After my telecentric I now make some hypercentric lens experiments
Normal photographiy lenses are endocentric lenses, with a simple telecentric adapter they can be used as telecentric lenses.
And with additional extension tubes in front of this adapter they get hypercentric.
Few people know whats a telecentric is, and even less people know hypercentric lenses.
In short: Normal endocentric lenses have their entrance pupil near or inside the lens, telecentric lenses have this at infinity! The principal rays are all parallel!
This results in images without perspective - someting like from far away.
With a hypercentric lens the entrance pupil is behind the object - this results in strange kind of projection.
At the moment I have made my test images with white light, but the commercial available lenses are corrected for monochrome light only.

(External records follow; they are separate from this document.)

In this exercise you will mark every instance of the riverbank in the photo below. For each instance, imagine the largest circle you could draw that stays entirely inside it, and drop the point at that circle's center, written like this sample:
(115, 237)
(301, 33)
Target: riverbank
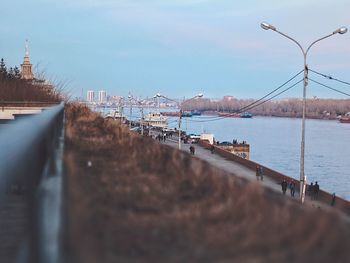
(130, 199)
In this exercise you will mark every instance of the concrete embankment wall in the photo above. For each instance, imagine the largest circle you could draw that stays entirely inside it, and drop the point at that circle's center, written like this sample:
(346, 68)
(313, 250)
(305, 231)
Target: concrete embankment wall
(324, 196)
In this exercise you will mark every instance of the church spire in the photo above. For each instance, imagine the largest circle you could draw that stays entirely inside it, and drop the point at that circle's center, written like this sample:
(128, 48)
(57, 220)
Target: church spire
(26, 67)
(27, 49)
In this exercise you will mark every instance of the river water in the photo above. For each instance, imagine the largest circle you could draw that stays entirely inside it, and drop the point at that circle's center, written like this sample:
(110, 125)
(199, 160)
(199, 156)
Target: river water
(275, 143)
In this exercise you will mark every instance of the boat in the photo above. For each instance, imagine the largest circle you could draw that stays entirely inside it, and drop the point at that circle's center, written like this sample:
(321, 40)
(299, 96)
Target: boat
(246, 115)
(186, 114)
(229, 114)
(170, 113)
(114, 114)
(176, 113)
(155, 119)
(345, 118)
(196, 113)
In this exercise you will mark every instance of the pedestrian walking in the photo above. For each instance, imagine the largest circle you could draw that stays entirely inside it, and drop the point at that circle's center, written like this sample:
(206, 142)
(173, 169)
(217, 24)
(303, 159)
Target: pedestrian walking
(292, 188)
(333, 199)
(257, 172)
(310, 190)
(316, 190)
(284, 185)
(212, 148)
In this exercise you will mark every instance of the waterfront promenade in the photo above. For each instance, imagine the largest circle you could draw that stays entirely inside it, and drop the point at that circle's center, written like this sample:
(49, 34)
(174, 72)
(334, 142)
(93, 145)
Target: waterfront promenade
(244, 172)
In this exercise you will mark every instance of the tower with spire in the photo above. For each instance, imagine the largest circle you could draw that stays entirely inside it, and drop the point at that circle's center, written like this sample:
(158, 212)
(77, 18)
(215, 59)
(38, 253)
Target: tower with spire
(26, 67)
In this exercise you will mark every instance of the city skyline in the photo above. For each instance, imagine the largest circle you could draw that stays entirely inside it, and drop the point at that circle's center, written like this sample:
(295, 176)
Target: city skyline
(178, 48)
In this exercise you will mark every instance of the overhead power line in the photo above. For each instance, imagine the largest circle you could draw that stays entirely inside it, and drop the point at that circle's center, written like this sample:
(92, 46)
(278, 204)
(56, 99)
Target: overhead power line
(328, 87)
(329, 77)
(253, 106)
(257, 101)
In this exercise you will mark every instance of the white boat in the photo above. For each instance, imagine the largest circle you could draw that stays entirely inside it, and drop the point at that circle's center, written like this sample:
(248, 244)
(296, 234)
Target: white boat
(114, 114)
(155, 119)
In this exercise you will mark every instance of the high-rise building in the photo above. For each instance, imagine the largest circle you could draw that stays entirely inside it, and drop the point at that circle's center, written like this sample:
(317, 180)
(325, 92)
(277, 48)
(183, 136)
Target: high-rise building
(90, 97)
(102, 96)
(26, 67)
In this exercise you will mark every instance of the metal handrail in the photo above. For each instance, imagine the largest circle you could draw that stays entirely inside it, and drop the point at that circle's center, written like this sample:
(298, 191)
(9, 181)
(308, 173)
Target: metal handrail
(28, 152)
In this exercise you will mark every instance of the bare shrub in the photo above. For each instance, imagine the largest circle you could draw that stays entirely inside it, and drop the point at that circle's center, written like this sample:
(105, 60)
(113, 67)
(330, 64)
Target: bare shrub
(140, 201)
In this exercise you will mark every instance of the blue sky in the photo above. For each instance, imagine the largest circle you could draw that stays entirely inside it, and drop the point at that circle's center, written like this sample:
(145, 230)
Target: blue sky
(177, 47)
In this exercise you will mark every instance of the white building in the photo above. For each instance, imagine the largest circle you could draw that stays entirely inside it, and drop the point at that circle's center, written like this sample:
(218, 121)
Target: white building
(90, 97)
(102, 96)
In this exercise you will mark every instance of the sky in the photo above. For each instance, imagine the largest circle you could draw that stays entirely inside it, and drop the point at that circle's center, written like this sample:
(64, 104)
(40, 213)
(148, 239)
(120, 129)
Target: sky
(178, 48)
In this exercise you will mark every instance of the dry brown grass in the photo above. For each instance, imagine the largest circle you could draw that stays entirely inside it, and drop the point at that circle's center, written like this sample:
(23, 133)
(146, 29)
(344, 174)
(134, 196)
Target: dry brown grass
(23, 91)
(144, 202)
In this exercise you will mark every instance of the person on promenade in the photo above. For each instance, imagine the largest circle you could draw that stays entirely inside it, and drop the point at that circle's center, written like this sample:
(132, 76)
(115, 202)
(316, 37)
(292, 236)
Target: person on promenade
(333, 199)
(316, 189)
(284, 185)
(212, 148)
(292, 188)
(310, 190)
(257, 172)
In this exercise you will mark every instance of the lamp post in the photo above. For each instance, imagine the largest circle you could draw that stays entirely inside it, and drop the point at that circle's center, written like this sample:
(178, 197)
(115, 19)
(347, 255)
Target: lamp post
(180, 113)
(130, 105)
(341, 30)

Most likely I could get much better images with monochrome light too.
Here a dice:
One could see much more than with endocentric or telecentric lenses - this is the reason why hypercentric lenses are used for machine vision!

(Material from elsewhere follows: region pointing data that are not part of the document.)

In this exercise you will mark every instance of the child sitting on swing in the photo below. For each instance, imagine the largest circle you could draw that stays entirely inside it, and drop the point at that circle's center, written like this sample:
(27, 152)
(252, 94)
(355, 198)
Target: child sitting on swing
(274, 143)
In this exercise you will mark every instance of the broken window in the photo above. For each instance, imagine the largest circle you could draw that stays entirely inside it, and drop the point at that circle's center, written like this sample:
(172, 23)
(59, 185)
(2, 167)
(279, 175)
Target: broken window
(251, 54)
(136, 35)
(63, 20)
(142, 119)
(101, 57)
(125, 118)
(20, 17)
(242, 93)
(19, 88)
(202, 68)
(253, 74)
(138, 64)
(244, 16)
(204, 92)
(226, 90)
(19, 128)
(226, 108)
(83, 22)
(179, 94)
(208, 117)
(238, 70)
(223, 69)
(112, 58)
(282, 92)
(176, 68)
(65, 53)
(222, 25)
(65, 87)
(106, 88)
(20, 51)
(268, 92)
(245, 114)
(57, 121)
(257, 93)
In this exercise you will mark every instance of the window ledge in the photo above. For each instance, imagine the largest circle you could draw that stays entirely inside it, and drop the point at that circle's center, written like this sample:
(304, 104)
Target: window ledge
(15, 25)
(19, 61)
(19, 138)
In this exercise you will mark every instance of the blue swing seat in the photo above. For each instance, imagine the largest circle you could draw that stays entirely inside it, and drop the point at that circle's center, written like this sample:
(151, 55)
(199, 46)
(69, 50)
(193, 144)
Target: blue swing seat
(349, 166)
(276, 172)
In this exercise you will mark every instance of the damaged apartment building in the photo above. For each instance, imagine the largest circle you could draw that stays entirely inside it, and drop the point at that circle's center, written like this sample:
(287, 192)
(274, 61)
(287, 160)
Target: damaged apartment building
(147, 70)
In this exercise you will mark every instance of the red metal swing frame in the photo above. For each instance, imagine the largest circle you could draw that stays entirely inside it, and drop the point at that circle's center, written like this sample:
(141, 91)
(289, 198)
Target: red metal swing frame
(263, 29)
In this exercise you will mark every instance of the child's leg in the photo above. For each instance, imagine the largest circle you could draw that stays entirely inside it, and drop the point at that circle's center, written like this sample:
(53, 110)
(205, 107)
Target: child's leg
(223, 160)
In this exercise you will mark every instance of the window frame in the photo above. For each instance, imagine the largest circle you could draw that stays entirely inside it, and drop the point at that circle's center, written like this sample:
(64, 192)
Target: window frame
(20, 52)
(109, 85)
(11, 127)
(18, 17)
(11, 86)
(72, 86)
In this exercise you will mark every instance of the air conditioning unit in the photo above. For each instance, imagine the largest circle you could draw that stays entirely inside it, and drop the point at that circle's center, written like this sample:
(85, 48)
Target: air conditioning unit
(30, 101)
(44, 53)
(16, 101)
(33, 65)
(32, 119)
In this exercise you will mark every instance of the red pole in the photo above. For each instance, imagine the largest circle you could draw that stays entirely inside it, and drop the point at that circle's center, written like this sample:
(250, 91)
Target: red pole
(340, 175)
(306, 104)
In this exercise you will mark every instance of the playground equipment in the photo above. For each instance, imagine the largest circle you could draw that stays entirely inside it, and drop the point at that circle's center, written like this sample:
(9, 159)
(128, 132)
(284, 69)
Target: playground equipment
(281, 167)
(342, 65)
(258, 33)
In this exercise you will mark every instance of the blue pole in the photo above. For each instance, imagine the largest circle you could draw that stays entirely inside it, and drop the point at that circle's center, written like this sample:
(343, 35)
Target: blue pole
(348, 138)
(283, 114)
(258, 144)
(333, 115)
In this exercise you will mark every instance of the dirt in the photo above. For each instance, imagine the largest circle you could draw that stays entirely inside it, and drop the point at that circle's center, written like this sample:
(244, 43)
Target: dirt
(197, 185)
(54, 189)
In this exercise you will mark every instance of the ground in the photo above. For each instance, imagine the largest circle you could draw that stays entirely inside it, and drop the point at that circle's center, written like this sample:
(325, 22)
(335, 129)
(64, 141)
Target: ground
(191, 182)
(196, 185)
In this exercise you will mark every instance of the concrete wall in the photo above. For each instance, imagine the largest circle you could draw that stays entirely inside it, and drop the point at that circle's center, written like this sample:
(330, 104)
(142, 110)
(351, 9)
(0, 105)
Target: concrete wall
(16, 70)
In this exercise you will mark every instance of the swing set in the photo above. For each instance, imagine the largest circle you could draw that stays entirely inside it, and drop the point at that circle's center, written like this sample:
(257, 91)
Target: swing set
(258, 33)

You see, with white light there are plenty of abberations. But at the moment I have not uses a monochrome light suorce for my tests.
Now an image with the strange perspective - the lines on the paper are parallel.
And here a Edding color marker, seen from behind. You could see the printing on the parallel coat of the pencil.
For photography this kind of lens is very unpopular - I search for objects that give great interessting images :-)
And now how you could build your own hypercentric lens:
Use a telecentric adapter like I showed here. Some extension tubes between lens and this adapter, and for example a Helios 44 58mm f/2.0 lens:
Or here with a Jupiter 9 85mm f/2.0 lens and this telecentric adapter:
For a bigger field of view I used a Helios 44 58mm f/2.0 directly on the camera, and with some kind of extension tube a condensor lens from an enlarger:
With the latest I made the dice images.